Witnessing such crimes prior to the 2011 Egyptian Revolution was so rare, it is no wonder that security was on voters’ minds.
Alexandrians are somewhat divided over whether it is lax security or - a widespread view - deliberate orchestration by the Supreme Council of the Armed Forces (SCAF) and Felul (regime remnants) to make Egyptians desire Mubarak-esque authoritarian “stability”. Circumstantial evidence may support the latter, yet the problem goes deeper into the collective public psyche.
One of the fruits of the revolution was that it dismantled the traditional fear of authority. Despite SCAF’s warnings, arrests, imprisonment, torture and even killings – Egyptians still braved it out to protest, strike, and conduct sit-ins.
Yet the flip-side is that criminals have also lost their fear of authority.
This is compounded by a demoralised police force that is still recuperating from the revolutionary backlash, public hatred, and the corrupt practices of their superiors.
It is also a question of resource overstretch. One police officer tells me, “Before the revolution, one officer could attend to a case. Now a group of officers have to attend to protect each other.” When a prisoner convoy drives by us, he remarks: “There are six police cars to guard that one prison van: before you only needed one car to do that”.
At times, the perpetrators do not seem to resemble their roughneck pre-revolutionary forebears. In the case of the Bibliotheca incident, it turned out he has never had any kind of previous criminal record – opportunism is a new night rider.
The second anniversary of Khalid Saeed’s death (the Alexandrian victim of police brutality on 6 June 2010 that helped spark the revolution) is approaching, with the backdrop of the revolution day, 25 January – which is also, no coincidence, police day – a reminder that presidential candidates’ talk of reforming the interior ministry and police force needs to be followed through once in office.
A running joke goes like this: The annual police recruiting day attracted hundreds of people outside the main Cairo police station.
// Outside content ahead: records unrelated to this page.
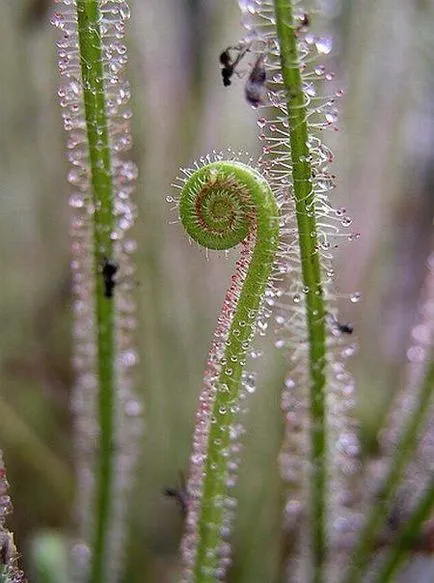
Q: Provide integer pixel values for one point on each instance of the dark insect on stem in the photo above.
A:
(230, 64)
(109, 270)
(344, 328)
(255, 89)
(7, 547)
(179, 494)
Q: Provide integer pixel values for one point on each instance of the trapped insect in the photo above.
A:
(109, 270)
(344, 328)
(179, 494)
(229, 64)
(255, 89)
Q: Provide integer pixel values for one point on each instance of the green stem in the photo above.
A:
(404, 449)
(232, 196)
(407, 536)
(91, 55)
(311, 274)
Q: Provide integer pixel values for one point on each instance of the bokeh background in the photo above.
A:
(383, 58)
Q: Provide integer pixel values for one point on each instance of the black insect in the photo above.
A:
(255, 89)
(109, 270)
(230, 64)
(344, 328)
(179, 494)
(304, 21)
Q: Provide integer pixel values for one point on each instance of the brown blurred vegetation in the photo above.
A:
(385, 178)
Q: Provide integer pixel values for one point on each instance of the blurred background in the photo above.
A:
(383, 59)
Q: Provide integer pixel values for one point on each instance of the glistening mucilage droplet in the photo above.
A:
(223, 204)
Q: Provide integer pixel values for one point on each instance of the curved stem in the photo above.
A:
(404, 449)
(91, 55)
(311, 274)
(228, 189)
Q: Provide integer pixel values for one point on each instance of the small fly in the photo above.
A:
(255, 89)
(344, 328)
(109, 270)
(179, 494)
(230, 64)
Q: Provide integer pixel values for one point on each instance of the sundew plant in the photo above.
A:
(348, 512)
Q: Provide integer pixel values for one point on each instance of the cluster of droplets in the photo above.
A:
(9, 571)
(274, 123)
(204, 419)
(123, 174)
The police chief came out and stated through the loudspeaker – “Those who can read and write, go stand on the right side, and those who cannot read and write, go and stand on the left side.” The chief waited while the people moved to the left and right. He then announces, “Everyone still in the middle, greetings and welcome to the Egyptian Police Force.”
The upcoming president needs to get this right, otherwise, who knows, it could be him clinging to the window of the stolen presidential limousine.